A second later, it went off. Holy crap, it was loud enough to wake the dead. I rolled over and grabbed it. The clock vibrated in my hand as I tried to figure out how to turn the stupid thing off. Jamming the little peg into its back, the noise finally stopped.
Heart racing, I set the offending thing down and reached for my glasses. Picking them up, it didn’t take more than a second to realize that they weren’t mine. These weren’t the designer frames that I’d just gotten from the one-hour glasses place. This pair was brown plastic with six-sided lenses. Something like the hipsters were wearing. Like adult hipsters, not middle schoolers. Out of curiosity, I put them on. Surprisingly, they seemed to be close to my own prescription.
Was this supposed to be a back-to-school joke? Mom was probably downstairs laughing her rear-end off right now. I swung my legs out of bed. Glancing around the room with crystal-clear vision, the breath caught in my throat.
There was definitely something weird going on. Instead of taupe-colored walls, my Pottery Barn comforter, cream-colored window blinds and hardwood floors, I saw yellow walls, a white pull-down window shade, frilly eyelet curtains, an orange chenille bedspread and lime-green wall-to-wall shag carpeting. It looked like a scene from The Spy Who Shagged Me.
I scooted off the bed and slowly turned in a circle to take in the whole room. A poster hung above my bed. The picture showed some teenage guy. With the nerdy glasses, I read the signature at the top. “I love you, David.” Who the heck was David? Peering closer, his face looked familiar. Was this the actor from The Partridge Family show that was on the classic TV network?

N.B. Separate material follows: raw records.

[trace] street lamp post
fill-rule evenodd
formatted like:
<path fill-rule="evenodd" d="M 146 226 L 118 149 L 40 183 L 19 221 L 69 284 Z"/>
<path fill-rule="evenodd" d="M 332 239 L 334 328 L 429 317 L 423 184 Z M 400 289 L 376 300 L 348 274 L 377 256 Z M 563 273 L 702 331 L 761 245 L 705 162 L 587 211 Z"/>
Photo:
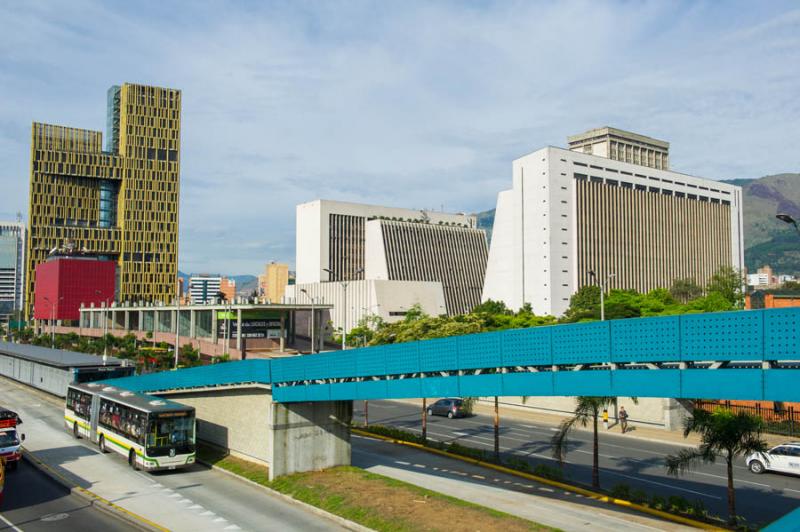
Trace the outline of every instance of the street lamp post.
<path fill-rule="evenodd" d="M 100 290 L 95 290 L 95 294 L 103 295 Z M 108 300 L 111 299 L 109 297 L 103 300 L 103 365 L 106 365 L 106 361 L 108 360 Z"/>
<path fill-rule="evenodd" d="M 314 354 L 317 352 L 316 344 L 314 344 L 314 314 L 316 313 L 314 310 L 314 298 L 309 295 L 305 288 L 301 288 L 300 291 L 311 300 L 311 353 Z"/>
<path fill-rule="evenodd" d="M 793 225 L 794 230 L 797 231 L 797 234 L 800 235 L 800 227 L 797 226 L 797 221 L 789 216 L 788 214 L 776 214 L 775 218 L 782 222 L 786 222 L 787 224 Z"/>
<path fill-rule="evenodd" d="M 594 279 L 597 282 L 598 286 L 600 286 L 600 321 L 606 321 L 606 305 L 605 305 L 606 285 L 608 284 L 608 281 L 616 277 L 616 275 L 617 274 L 615 273 L 609 273 L 608 276 L 606 276 L 605 280 L 603 280 L 596 273 L 594 273 L 594 271 L 589 270 L 589 277 Z"/>
<path fill-rule="evenodd" d="M 322 271 L 328 272 L 329 275 L 335 275 L 333 270 L 328 268 L 323 268 Z M 358 275 L 363 271 L 364 268 L 359 268 L 353 275 Z M 344 299 L 342 302 L 342 350 L 344 351 L 347 349 L 347 285 L 349 283 L 342 278 L 343 276 L 340 275 L 338 277 L 340 278 L 339 282 L 342 284 L 342 298 Z"/>

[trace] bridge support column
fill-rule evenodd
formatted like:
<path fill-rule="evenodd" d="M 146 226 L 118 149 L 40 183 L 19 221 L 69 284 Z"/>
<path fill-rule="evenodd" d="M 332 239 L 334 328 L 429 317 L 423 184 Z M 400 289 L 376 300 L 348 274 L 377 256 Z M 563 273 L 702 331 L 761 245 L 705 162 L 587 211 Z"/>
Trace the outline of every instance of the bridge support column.
<path fill-rule="evenodd" d="M 350 465 L 352 401 L 272 403 L 270 480 Z"/>

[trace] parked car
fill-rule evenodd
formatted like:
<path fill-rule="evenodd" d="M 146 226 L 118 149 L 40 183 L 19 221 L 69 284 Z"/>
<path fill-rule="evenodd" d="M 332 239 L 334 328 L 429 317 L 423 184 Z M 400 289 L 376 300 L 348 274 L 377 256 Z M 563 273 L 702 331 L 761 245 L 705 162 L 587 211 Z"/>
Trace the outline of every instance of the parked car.
<path fill-rule="evenodd" d="M 429 416 L 464 417 L 464 401 L 461 399 L 439 399 L 428 407 Z"/>
<path fill-rule="evenodd" d="M 756 474 L 778 471 L 800 475 L 800 442 L 782 443 L 763 453 L 753 453 L 745 458 L 748 469 Z"/>

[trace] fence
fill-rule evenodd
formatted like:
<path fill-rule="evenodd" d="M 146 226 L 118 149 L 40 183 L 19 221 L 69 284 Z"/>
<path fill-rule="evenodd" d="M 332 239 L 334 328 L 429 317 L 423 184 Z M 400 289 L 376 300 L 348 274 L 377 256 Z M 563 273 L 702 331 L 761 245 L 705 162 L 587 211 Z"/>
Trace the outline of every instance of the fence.
<path fill-rule="evenodd" d="M 754 405 L 742 405 L 731 403 L 731 401 L 695 401 L 695 406 L 703 410 L 712 411 L 714 408 L 722 406 L 733 412 L 747 412 L 760 417 L 764 420 L 764 432 L 770 434 L 781 434 L 784 436 L 795 436 L 798 434 L 797 423 L 800 421 L 800 412 L 794 406 L 784 407 L 781 402 L 773 402 L 772 407 L 765 407 L 761 403 Z"/>

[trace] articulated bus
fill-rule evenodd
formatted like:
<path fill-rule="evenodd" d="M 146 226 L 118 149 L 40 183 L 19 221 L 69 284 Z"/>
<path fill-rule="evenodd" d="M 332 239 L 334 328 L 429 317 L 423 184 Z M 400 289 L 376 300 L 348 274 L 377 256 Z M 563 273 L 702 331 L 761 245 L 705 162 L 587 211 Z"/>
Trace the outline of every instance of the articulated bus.
<path fill-rule="evenodd" d="M 157 471 L 195 461 L 194 408 L 96 382 L 70 384 L 64 424 L 102 452 L 115 451 L 133 469 Z"/>

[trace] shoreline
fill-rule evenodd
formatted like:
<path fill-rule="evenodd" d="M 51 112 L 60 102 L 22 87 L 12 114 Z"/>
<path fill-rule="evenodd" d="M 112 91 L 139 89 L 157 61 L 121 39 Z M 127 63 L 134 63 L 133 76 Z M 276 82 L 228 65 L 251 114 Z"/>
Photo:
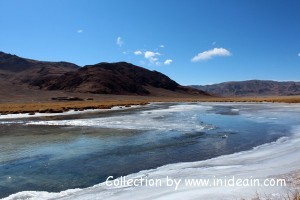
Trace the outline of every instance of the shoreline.
<path fill-rule="evenodd" d="M 44 102 L 10 102 L 0 103 L 0 115 L 37 113 L 65 113 L 71 110 L 111 109 L 113 107 L 131 107 L 162 102 L 215 102 L 215 103 L 300 103 L 300 96 L 290 97 L 243 97 L 243 98 L 174 98 L 174 97 L 137 97 L 133 99 L 107 99 L 97 101 L 44 101 Z"/>

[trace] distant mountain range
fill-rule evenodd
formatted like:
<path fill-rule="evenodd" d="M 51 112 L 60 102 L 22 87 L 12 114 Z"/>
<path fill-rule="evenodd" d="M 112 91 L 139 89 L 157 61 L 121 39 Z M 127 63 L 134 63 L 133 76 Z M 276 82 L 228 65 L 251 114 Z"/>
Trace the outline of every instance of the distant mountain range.
<path fill-rule="evenodd" d="M 0 52 L 0 84 L 40 90 L 93 94 L 164 95 L 173 92 L 209 96 L 181 86 L 166 75 L 126 62 L 77 66 L 68 62 L 43 62 Z M 11 88 L 13 92 L 13 88 Z"/>
<path fill-rule="evenodd" d="M 300 82 L 249 80 L 191 87 L 224 97 L 300 95 Z"/>

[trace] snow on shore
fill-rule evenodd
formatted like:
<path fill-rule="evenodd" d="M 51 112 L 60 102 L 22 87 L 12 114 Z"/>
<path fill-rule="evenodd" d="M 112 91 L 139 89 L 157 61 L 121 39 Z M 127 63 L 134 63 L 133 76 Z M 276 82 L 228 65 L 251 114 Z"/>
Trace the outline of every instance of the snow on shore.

Someone was obviously trying to freak me out. Stepping over to the closet, I warily cracked open the door to see if that space was as messed up as the rest of my room.
Nothing jumped out at me, but when I opened the door all the way, I could see my reflection in the full-length mirror. My jaw dropped, and my eyes bugged out.
This was not what I was wearing when I went to bed last night. Instead of my yoga pants and volleyball camp t-shirt, I was dressed in a nightgown. I tilted my chin up to see my whole reflection. My hair, what the heck? I stepped closer to the mirror and pulled the cord dangling overhead to turn on the light fixture.
“Oh… my… gosh.” I must have hit my head a lot harder than I thought.